When someone submits a service request to NYC311, one of the pieces of information they provide is the location of their issue. Typically, this is an address or an intersection. If a call is placed, the operator requests the information from the caller and types it into their system. The website prompts the user to type in the information. The mobile app utilizes the phone's location services to determine the location for some requests, and the user can accept or change the provided address. For other requests the app prompts the user to type in an address. Once the location is entered into the system through any of these methods, it is input into a geocoder to extract additional locational information which is added to the data available on Open Data.
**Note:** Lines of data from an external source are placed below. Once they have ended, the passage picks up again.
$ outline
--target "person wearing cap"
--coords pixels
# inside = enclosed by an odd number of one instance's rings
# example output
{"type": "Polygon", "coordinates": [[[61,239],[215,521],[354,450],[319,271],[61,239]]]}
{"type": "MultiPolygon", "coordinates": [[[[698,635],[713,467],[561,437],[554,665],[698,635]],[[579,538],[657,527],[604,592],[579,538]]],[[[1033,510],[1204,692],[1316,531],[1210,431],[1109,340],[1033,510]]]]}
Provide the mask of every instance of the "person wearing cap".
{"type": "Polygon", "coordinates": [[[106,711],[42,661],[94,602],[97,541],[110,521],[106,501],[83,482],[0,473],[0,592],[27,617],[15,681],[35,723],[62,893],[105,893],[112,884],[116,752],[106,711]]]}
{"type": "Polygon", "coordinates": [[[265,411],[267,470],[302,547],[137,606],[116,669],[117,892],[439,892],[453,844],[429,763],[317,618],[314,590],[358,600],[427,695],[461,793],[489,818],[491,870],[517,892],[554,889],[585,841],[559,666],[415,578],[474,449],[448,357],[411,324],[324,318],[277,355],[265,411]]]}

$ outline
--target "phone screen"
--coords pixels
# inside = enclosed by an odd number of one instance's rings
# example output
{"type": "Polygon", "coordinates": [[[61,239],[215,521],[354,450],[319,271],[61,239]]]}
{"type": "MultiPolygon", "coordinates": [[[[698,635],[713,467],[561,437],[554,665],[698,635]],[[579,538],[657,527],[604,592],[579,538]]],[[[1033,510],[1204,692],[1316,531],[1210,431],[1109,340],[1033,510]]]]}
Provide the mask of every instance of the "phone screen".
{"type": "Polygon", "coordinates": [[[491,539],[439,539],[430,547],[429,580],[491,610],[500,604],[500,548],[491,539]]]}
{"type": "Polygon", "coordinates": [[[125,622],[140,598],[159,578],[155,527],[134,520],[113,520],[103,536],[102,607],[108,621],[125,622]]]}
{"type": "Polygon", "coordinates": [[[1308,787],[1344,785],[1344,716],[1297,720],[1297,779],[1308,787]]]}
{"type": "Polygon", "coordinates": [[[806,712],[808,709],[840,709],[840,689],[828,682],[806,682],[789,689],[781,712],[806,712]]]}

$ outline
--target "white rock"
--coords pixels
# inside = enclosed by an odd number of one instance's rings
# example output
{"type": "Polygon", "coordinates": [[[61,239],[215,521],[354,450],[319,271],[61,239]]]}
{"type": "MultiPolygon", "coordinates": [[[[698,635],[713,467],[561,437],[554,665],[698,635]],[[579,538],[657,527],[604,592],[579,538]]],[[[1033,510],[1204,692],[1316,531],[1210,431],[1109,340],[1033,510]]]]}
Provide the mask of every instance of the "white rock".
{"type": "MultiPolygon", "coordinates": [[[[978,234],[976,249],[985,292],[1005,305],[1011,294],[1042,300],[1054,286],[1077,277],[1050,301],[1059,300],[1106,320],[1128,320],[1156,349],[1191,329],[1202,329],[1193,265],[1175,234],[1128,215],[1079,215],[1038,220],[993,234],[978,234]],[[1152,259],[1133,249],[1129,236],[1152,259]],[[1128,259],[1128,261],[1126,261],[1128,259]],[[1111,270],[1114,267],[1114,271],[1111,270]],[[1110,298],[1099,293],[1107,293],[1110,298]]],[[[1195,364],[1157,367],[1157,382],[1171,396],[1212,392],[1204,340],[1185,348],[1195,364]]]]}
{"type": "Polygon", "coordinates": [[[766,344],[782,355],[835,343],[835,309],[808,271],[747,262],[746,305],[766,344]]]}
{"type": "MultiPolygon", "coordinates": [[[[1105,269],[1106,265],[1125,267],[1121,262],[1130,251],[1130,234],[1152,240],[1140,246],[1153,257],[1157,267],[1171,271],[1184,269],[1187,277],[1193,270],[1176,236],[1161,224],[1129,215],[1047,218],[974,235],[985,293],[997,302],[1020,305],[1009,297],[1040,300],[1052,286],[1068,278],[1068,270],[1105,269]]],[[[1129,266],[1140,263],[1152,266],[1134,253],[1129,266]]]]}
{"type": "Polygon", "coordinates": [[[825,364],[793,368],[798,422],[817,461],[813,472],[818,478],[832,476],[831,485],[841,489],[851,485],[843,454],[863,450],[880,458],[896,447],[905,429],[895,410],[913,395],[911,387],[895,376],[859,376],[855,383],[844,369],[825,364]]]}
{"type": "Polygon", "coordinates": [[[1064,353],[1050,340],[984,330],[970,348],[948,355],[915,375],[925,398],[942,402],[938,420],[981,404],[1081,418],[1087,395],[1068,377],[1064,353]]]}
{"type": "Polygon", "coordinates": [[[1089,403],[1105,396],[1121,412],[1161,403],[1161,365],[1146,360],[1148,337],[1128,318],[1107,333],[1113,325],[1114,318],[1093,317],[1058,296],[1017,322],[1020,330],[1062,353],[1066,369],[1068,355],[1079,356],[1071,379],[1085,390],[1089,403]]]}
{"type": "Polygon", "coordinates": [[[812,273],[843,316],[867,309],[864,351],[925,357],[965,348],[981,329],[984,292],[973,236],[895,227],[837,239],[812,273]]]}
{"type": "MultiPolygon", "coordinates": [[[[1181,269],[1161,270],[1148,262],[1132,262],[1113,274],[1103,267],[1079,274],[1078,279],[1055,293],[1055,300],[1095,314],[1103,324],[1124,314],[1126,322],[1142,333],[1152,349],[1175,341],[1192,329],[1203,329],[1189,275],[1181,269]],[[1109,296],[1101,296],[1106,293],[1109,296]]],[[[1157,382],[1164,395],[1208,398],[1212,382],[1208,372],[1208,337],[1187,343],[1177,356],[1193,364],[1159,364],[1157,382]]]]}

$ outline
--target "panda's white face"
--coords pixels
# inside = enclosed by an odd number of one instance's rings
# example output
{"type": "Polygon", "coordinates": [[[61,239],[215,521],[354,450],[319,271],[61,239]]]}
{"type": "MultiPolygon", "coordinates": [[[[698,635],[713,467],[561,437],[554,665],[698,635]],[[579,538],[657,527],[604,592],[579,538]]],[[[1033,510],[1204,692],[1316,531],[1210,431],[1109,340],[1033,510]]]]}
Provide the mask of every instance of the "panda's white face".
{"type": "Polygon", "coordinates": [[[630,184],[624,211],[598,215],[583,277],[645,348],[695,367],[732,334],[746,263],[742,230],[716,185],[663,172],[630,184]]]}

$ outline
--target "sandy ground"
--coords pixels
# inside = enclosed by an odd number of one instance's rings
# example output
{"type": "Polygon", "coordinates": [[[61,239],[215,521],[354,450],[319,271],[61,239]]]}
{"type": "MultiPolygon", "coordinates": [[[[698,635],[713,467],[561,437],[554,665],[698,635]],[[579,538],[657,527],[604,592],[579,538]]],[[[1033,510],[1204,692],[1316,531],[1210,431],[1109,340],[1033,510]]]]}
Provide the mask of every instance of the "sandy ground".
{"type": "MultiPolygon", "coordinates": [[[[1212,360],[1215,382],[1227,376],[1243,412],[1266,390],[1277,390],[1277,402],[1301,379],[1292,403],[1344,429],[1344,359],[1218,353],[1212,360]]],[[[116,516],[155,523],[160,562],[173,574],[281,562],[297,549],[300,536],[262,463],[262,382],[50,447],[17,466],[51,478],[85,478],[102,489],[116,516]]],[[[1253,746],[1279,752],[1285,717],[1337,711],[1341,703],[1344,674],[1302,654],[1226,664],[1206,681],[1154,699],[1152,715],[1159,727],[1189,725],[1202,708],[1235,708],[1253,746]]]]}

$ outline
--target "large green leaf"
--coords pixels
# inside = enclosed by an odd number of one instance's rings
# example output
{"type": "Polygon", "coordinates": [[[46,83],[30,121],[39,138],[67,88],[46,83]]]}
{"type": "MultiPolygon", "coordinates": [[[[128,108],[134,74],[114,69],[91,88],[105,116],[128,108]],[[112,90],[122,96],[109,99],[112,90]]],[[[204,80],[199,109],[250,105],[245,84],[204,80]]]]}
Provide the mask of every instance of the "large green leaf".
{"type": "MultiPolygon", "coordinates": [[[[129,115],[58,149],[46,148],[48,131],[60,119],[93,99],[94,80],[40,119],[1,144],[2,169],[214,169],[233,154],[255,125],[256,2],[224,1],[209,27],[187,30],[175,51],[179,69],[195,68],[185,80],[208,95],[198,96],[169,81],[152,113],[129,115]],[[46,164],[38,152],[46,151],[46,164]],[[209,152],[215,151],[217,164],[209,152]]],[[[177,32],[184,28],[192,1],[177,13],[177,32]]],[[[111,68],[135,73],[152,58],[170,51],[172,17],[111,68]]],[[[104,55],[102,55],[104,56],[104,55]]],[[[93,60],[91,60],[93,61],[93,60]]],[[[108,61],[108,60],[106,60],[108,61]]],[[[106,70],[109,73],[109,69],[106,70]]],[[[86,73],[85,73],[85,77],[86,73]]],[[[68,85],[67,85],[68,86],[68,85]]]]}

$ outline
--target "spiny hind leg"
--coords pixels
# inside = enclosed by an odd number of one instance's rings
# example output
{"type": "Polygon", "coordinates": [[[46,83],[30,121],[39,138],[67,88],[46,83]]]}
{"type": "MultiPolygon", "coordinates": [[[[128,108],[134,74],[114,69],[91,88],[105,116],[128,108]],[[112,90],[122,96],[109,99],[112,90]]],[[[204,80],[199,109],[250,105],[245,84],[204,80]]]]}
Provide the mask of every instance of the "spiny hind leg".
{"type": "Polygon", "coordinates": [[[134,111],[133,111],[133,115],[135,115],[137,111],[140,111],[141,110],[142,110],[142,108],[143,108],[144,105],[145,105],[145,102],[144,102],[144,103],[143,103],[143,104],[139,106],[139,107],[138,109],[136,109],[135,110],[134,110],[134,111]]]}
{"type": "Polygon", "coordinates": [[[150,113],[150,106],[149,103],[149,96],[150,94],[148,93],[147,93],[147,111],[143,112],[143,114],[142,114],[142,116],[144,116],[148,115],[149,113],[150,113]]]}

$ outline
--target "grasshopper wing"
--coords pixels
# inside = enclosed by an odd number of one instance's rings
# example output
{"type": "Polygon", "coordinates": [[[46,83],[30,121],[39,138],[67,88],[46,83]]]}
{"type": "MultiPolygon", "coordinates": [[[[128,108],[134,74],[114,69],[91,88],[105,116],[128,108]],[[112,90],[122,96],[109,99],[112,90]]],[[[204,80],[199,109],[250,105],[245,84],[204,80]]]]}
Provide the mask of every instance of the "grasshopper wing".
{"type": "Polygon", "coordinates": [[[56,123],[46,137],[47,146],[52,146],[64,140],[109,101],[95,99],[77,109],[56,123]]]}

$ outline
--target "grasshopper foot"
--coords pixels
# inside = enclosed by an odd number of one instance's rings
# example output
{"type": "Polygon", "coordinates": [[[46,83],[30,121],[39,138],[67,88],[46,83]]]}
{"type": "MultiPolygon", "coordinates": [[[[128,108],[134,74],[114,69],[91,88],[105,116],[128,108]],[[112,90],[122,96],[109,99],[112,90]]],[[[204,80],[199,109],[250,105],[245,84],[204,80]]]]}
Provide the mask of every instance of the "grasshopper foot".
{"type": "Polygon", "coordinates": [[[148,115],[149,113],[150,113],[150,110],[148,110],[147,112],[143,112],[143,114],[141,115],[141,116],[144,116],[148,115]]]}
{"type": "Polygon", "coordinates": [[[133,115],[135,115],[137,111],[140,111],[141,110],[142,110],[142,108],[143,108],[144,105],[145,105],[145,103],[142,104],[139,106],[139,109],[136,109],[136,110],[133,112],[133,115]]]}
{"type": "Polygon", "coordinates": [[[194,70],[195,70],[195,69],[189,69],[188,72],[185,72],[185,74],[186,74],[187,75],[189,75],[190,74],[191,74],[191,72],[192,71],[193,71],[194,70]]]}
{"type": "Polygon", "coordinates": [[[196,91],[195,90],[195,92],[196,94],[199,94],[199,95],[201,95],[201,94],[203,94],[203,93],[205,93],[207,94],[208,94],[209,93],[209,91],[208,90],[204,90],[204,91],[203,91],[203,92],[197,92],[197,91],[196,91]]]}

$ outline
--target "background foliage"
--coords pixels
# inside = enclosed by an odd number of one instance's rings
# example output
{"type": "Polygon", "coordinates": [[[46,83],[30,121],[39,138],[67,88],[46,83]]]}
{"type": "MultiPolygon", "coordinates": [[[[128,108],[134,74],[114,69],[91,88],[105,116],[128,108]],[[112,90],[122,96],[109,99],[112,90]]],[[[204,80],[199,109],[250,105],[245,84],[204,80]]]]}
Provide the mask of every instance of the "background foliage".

The NYC Department of Information Technology and Telecommunications (DoITT) has built multiple geocoders for NYC311 over the years. Today, different parts of NYC311 use either of these geocoders. The backbone of all geocoding processes in the city though is GeoSupport, the original tool built for and maintained by the Department of City Planning (DCP). The latest version of the tool is available for anyone to download from DCP's website. Updates are released quarterly, and the older versions are archived on BYTES of the Big Apple. There is also a User Guide for those who wish to build their own programs using GeoSupport.
GeoSupport provides multiple geocoding functions. A user has the ability to input an address, an intersection, cross streets, a Borough-Block-Lot (BBL) code, or a Building Identification Number (BIN), and get numerous data back as output. While geocoding refers to the process of transforming a location description such as an address into a coordinate, GeoSupport provides information beyond the coordinate. Each of the possible inputs for GeoSupport is also part of any of the outputs, as are location attributes such as community district, school district, census tract, and more. Note that while GeoSupport can provide school district and census tract information, these particular outputs are not included in the data set available for download on Open Data. They are are available however in the augmented data set we provide with our tool.
One-stop Shop geocoding
About 10% of the service requests do not have coordinate information. This could be because a location was not provided by the person submitting the request, or it may be because as with all things, geocoding is not foolproof. Information has to be input accurately, and even when checks are put in place to allow for discrepancies (for example, GeoSupport accepts both "Street" and "St"), there is a limit to how many are acceptable. Furthermore, geographic data changes, which can also create errors.
Of all of the requests without a specified coordinate value, nearly 503,000 (about a third) do have a value for the BBL. Using GeoSupport's BBL function, we were able to geocode all but 2,600 of these. The resulting coordinate is the centroid of the BBL. We were then able to use this coordinate to assign the service request additional spatial values.
Of the requests which have neither a coordinate nor a BBL, almost 150,000 have an address and two cross streets specified. Many of these rows however have values which are clearly invalid. For example, many rows have just a single digit or letter in the second cross street column. Nonetheless, we attempted to geocode what we could using GeoSupport's Function 3. This function takes as its input a segment of a street, that is an "on street" and the two consecutive streets which cross it. We were unable to geocode any of these values using GeoSupport, but are continuing to explore other geocoding methods.